BUCKY DENT'S HOME RUN
It is a memory that haunts Red Sox Nation: the seventh-inning, three-run homer by shortstop Bucky Dent that cleared the Green Monster at Fenway Park and lifted the Yankees to a 5--4 win in the 1978 AL East playoff game. "It has to either be with a Boston fan with voodoo pins stuck in it or sitting quietly on a mantelpiece in the home of a Yankees fan," says Leila Dunbar, director of collectibles at Sotheby's. Seth Swirsky, a collector and the author of Baseball Letters, has a more plausible theory: Because the grounds crew had failed to clear some 20 balls from the leftfield netting after batting practice that day, Dent's home run ball could never have been identified. ESTIMATED VALUE: $250,000.
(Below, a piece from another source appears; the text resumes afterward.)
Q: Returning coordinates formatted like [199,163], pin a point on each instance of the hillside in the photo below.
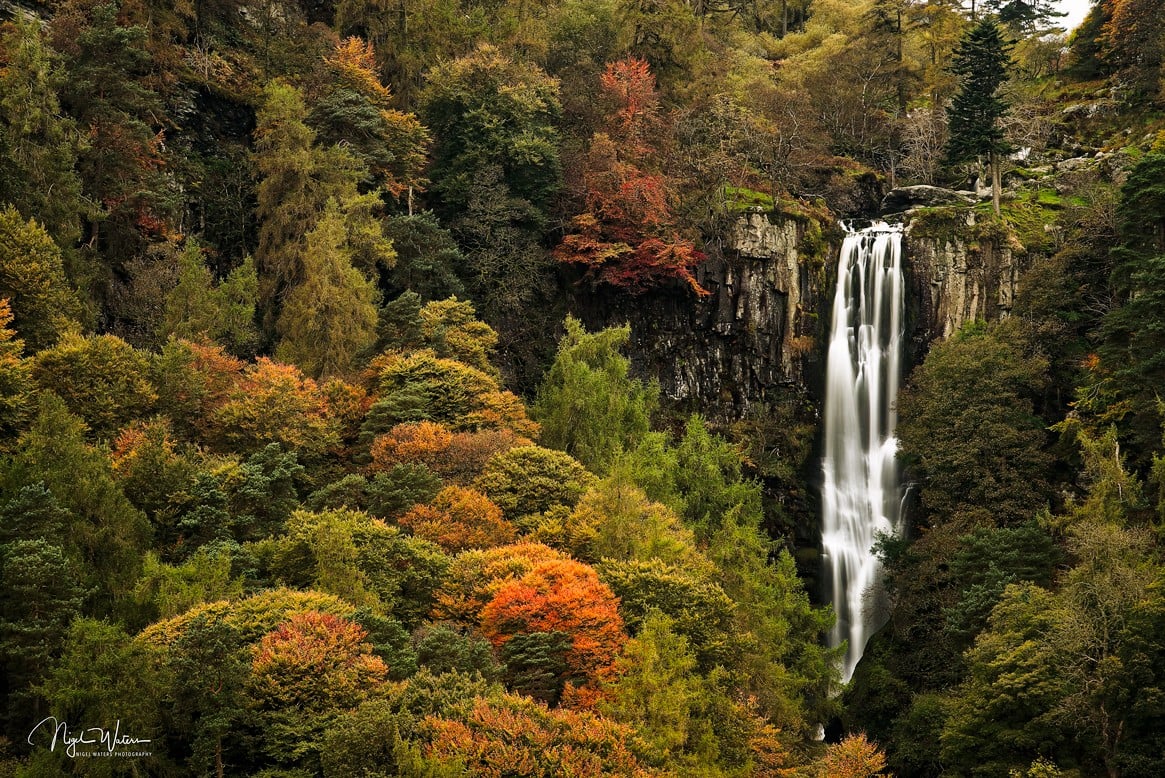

AMERICAN LEAGUE FIRST PITCH
The first American League ball pitched--by White Stockings righty Roy Patterson at Chicago's South Side Park on April 24, 1901--has never been found. But the home plate ump, Tom Connolly, had a habit of pocketing milestone baseballs. "He had a keen sense of history," says Sotheby's Leila Dunbar, noting that Connolly's daughters, who inherited his collection, gave out some items as gifts. ESTIMATED VALUE: $150,000.
BOBBY THOMSON'S HOME RUN
The ball flew out of the Polo Grounds (Pafko at the wall!) and into the hands of a fan--a fan who held what would become one of the most sought-after collectibles in sports. On Oct. 3, 1951, Bobby Thomson launched his Shot Heard Round the World: a ninth-inning homer that foiled the Brooklyn Dodgers and clinched the pennant for the New York Giants. Last year Leland's put a $1 million bounty on the ball. The auction house verified that one of the dozens of submissions was used in the game but couldn't call it the Shot. It still went for $47,824. ESTIMATED VALUE: $1 million.